Letters to the Editor: Immigration is our top worry? So much for welcoming the poor, huddled masses

President Biden speaks with Border Patrol agents during a visit to the U.S.-Mexico border in Brownsville, Texas
President Biden speaks with Border Patrol agents during a visit to the U.S.-Mexico border in Brownsville, Texas, on Thursday.
(Jim Watson / AFP via Getty Images)

To the editor: What demagogic irony! A nation built on immigrants seeking a better life finds itself in political turmoil, fueled by opportunity-seeking masses seeking entry at its southern border. (“Immigration rises to top of voters’ minds ahead of Super Tuesday, polls find,” Feb. 27)

Instead of realistically addressing this fraught dilemma, Republicans have done their utmost to exploit it for political gain.

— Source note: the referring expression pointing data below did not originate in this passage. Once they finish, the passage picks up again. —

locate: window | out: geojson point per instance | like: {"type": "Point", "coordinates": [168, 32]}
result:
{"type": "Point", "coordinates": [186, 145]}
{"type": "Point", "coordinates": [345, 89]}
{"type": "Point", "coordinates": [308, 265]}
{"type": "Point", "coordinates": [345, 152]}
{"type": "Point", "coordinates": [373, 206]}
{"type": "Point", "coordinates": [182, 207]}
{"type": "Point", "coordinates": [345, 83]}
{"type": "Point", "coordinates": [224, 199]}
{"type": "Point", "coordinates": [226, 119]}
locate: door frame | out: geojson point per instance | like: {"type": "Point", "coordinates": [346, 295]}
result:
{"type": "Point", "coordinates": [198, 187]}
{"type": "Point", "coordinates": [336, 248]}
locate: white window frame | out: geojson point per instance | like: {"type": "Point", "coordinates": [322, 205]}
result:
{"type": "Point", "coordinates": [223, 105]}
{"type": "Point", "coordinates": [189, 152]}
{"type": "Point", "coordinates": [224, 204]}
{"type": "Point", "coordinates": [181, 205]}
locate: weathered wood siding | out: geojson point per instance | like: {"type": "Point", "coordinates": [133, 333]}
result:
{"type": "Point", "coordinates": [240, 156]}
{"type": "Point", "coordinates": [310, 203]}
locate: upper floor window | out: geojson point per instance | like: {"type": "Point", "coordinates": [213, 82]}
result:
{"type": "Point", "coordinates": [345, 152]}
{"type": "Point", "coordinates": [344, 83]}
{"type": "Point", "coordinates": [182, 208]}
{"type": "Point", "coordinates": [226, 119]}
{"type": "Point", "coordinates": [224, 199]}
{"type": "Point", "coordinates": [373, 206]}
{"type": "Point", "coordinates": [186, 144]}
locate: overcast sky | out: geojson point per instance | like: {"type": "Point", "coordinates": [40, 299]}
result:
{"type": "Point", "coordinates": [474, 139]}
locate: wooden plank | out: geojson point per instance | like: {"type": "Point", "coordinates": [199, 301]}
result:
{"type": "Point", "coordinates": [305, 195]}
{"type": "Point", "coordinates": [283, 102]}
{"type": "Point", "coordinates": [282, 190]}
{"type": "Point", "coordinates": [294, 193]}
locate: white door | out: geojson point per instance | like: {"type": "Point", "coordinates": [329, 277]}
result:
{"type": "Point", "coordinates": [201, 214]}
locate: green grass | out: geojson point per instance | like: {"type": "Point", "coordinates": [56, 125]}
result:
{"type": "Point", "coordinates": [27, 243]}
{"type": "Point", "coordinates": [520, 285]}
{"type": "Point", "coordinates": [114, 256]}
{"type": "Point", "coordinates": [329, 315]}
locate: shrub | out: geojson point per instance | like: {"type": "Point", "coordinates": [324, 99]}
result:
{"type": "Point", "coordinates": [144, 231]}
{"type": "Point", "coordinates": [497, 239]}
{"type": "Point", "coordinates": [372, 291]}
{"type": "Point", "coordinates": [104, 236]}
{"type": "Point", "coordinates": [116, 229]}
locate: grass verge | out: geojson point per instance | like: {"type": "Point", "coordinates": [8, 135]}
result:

One highly visible tactic has been to put undocumented immigrants onto buses and send them to distant blue-state cities.

The GOP thereby seeks a twisted political payoff: Public perception of increased numbers of immigrants translates into decreased votes for Democrats.


Where some Republicans infamously have welcomed covert foreign support of their presidential candidate since 2016, consider what our nation’s enemies may be doing to leverage immigration issues. Underhanded social media prompts might well induce more oppressed foreigners to mass at the border.

Which, in turn, will translate into decisive erosion of voters’ support for Democratic candidates. So much for our democracy welcoming the tired, poor, huddled masses.

Kendra Strozyk, Cameron Park, Calif.


To the editor: You report that most Americans now say illegal immigration is a very serious problem. Really?

Global warming and the devastating, inevitable consequences don’t light a fire? How about our country’s descent into a theocracy? Still no?

The reality is that we’ve never allowed open borders under either party’s rule. It might be chaotic, but has never resulted in a breakdown of the system. Immigration, as the GOP’s recent abdication of the issue indicates, is strictly a public-relations issue.


If critical thinking isn’t taught in schools, it must be addressed at home.